Black Orpheus - Review

Black OrpheusBlack Orpheus won the 1959 best foreign film Oscar for director Marcel Camus, a crowing feast-of-a-film that overshadowed the rest of his career so much that its hard to know, find or see any of his dozen odd others films. It’s one of many French films that brilliantly captures a city or country unlikely to ever make such a film on its own account, its not a musical, most sound is diegetic, the love story is between nature, music and their people. Notable for introducing the boosa nova beat of Luiz Bonfa & Marpessa Dawn, its win at Cannes added to the acclaimed with France’s greatest year of film; 1959, still notable for Breathless, The 400 Blows, Pickpocket, Two Men in Manhattan, The Cousins & Hiroshima Mon Amour.

Breno Mello plays Orpheus, a black trolley drive in Rio de Janeiro. Engaged to Mira, he eagerly avoids her, his lothario nature leaves Mira suspicious, she loaning him money for her ring as he’s busier buying a guitar for the carnival, which Eurydice played by Marpessa Dawn, has arrived for. Eurydice has a love interest in the skeleton-suited Death, like a great Greek myth Orpheus coming to her rescue with one play of that guitar. The instantly of the carnival has blood racing for the fragile Eurydice, blood Mira & Death want to see.
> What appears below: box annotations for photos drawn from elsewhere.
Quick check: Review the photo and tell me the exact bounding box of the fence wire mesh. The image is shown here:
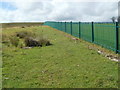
[44,22,120,53]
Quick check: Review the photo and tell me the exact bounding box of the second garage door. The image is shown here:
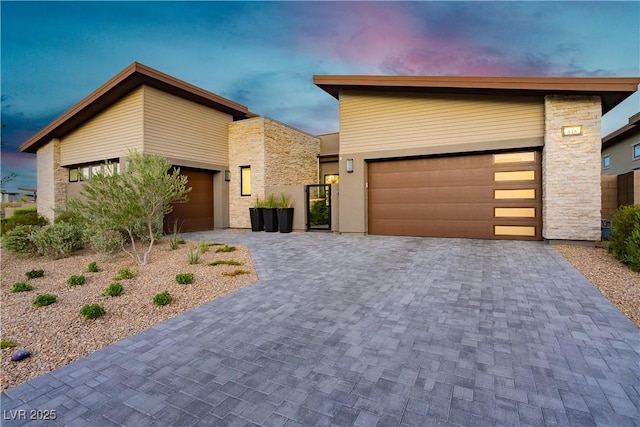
[368,151,542,240]
[164,167,213,233]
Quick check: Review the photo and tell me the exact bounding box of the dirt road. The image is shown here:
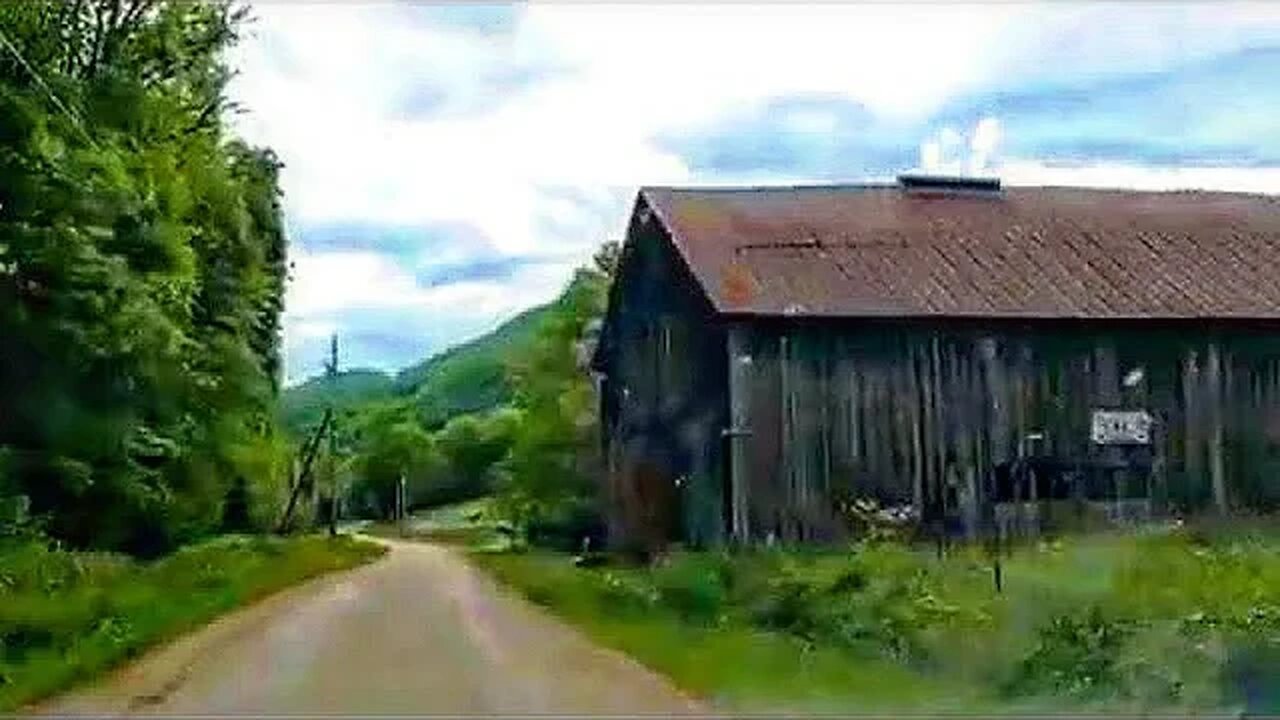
[35,542,707,716]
A dark under current accompanies the favelas flow of love, Marcel Camus collaborating on a script heavily based on Greek & Latin mythology. Dancing is prevalent in nearly all scenes, the beautiful shot nature moves with the new beats, in dance many of the characters are possessed, some like Eurydice taking disgust in the midst of the carnival. Breno Mello was actually a Rio-footballer; it’s arguably whether he or any of the actors had the skills or material to flesh rounded performances, character and motive aren’t strong enough to hold this as a tragic tale of poverty, Camus contemporary Henri Clouzot structured his films more, equally though his endings were impeding and/or divisive.

Camus went further then any 50’s film in depicting free love, blitzing in Rio’s humidity, by shooting seemingly everything on location his use of Technicolor will continue impress far beyond Hitchcock’s perfectionist efforts. Like their box-offices, France seems to have a similar inkling as America to black culture, visualising many as idiotic and primitive, Camus fortunately delivers his vision with playful poetry, his mythical reliance doesn’t allow for obnoxiousness, as in Pier Pasolini films, his camera is thoughtful in overall coverage and movement. Winning secondary Oscars is usually a sign of a film being the sum of its parts, Black Orpheus is somewhat, it could of won more than one. Like me you’ll love to whistle this film, a wishing whistle that you could dance so.

Orfeu Negro seems a past Brazilian film of poetic realism, as Neorealism perpetuates modern Brazilian film, a balance of poeticism would be very fruitfully in bringing beauty to Rio and its favelas, now lost in a city of alpha male exploitation, then all of Latin cinema seems exploitative in a City of God comparison. Well worth ones appreciation, Black Orpheus doesn’t have the acting of 400 Blows, the intrigue of Melville & Bresson or the style of Breathless, its more a melo balance of young and old, man and woman, Camus’ use of Hollywood-esce compositions and film stock remind one of Mike Powell’s The Red Shoes, another ‘music n dance’ film that uses its rainbow of colour to reach for the stars, with far reaching results, a classic that continues to age black and beautiful.